I'm trying to implement a fully asynchronous blob download with .NET 4.5 async & await.
Let's assume the entire blob can fit in memory at once, and we want to hold it in a string
.
Code:
public async Task<string> DownloadTextAsync(ICloudBlob blob)
{
using (Stream memoryStream = new MemoryStream())
{
IAsyncResult asyncResult = blob.BeginDownloadToStream(memoryStream, null, null);
await Task.Factory.FromAsync(asyncResult, (r) => { blob.EndDownloadToStream(r); });
memoryStream.Position = 0;
using (StreamReader streamReader = new StreamReader(memoryStream))
{
// is this good enough?
return streamReader.ReadToEnd();
// or do we need this?
return await streamReader.ReadToEndAsync();
}
}
}
Usage:
CloudStorageAccount storageAccount = CloudStorageAccount.Parse(CloudConfigurationManager.GetSetting("StorageAccountConnectionString"));
CloudBlobClient blobClient = storageAccount.CreateCloudBlobClient();
CloudBlobContainer container = blobClient.GetContainerReference("container1");
CloudBlockBlob blockBlob = container.GetBlockBlobReference("blob1.txt");
string text = await DownloadTextAsync(blockBlob);
Is this code correct and this is indeed fully asynchronous? Would you implement this differently?
I'd appreciate some extra clarifications:
GetContainerReference
and GetBlockBlobReference
don't need to be async since they don't contact the server yet, right?
Does streamReader.ReadToEnd
need to be async or not?
I'm a little confused about what BeginDownloadToStream
does.. by the time EndDownloadToStream
is called, does my memory stream have all the data inside? or is the stream only open pre read?

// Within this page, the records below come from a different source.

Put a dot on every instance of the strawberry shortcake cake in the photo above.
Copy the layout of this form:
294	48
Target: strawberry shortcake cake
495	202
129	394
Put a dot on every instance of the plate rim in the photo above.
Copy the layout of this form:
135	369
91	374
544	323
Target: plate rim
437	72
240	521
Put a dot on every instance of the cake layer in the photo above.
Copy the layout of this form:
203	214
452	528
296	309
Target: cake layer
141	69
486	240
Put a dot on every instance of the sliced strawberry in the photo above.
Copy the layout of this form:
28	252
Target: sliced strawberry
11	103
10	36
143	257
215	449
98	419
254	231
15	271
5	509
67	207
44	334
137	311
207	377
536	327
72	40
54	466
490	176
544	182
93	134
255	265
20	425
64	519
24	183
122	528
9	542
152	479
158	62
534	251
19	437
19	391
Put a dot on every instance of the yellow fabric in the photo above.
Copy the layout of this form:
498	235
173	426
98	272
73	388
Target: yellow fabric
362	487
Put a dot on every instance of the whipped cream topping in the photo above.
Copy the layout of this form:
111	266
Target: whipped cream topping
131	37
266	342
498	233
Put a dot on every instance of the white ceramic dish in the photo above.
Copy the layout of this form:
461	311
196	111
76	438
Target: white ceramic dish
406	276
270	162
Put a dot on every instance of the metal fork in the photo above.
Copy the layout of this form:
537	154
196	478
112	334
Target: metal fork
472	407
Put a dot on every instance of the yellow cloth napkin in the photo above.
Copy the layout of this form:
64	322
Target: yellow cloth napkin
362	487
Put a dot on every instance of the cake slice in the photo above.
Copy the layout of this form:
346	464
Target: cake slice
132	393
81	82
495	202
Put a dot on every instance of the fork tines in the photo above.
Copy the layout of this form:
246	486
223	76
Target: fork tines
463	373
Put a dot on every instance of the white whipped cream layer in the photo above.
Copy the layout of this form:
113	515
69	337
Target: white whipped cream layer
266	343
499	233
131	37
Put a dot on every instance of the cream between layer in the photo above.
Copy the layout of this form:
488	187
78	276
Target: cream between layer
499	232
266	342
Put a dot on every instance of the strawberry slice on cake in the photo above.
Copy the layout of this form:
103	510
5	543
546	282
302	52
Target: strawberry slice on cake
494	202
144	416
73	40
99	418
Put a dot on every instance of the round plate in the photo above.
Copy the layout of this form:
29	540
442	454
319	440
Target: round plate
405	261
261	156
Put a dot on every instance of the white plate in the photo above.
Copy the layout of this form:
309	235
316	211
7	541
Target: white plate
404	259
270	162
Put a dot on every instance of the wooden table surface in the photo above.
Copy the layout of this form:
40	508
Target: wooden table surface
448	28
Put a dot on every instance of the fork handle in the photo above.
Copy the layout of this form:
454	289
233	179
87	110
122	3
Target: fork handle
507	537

Update: (as of Storage 2.1.0.0 RC)
Async now supported natively.
CloudStorageAccount storageAccount = CloudStorageAccount.Parse(CloudConfigurationManager.GetSetting("StorageAccountConnectionString"));
CloudBlobClient blobClient = storageAccount.CreateCloudBlobClient();
CloudBlobContainer container = blobClient.GetContainerReference("container1");
CloudBlockBlob blockBlob = container.GetBlockBlobReference("blob1.txt");
string text = await blockBlob.DownloadTextAsync();
Is this code correct and this is indeed fully asynchronous?
Yes.
Would you implement this differently?
Yes. In particular, the TaskFactory.FromAsync
wrappers are much more efficient if you pass in a Begin
/End
method pair instead of passing in an existing IAsyncResult
. Like this:
await Task.Factory.FromAsync(blob.BeginDownloadToStream,
blob.EndDownloadToStream, memoryStream, null);
I also prefer to wrap these up into separate extension methods so I can call it like this:
await blog.DownloadToStreamAsync(memoryStream);
Note that the next version of the client libraries (2.1, currently in RC) will have async
-ready methods, i.e., DownloadToStreamAsync
.
GetContainerReference and GetBlockBlobReference don't need to be async since they don't contact the server yet, right?
Correct.
Does streamReader.ReadToEnd need to be async or not?
It does not (and should not). Stream
is a bit of an unusual case with async
programming. Usually, if there's an async
method then you should use it in your async
code, but that guideline doesn't hold for Stream
types. The reason is that the base Stream
class doesn't know whether its implementation is synchronous or asynchronous, so it assumes that it's synchronous and by default will fake its asynchronous operations by just doing the synchronous work on a background thread. Truly asynchronous streams (e.g., NetworkStream
) override this and provide true asynchronous operations. Synchronous streams (e.g., MemoryStream
) keep this default behavior.
So you don't want to call ReadToEndAsync
on a MemoryStream
.
I'm a little confused about what BeginDownloadToStream does.. by the time EndDownloadToStream is called, does my memory stream have all the data inside?
Yes. The operation is DownloadToStream
; that it, it downloads a blob into a stream. Since you are downloading a blob into a MemoryStream
, the blob is entirely in memory by the time this operation completes.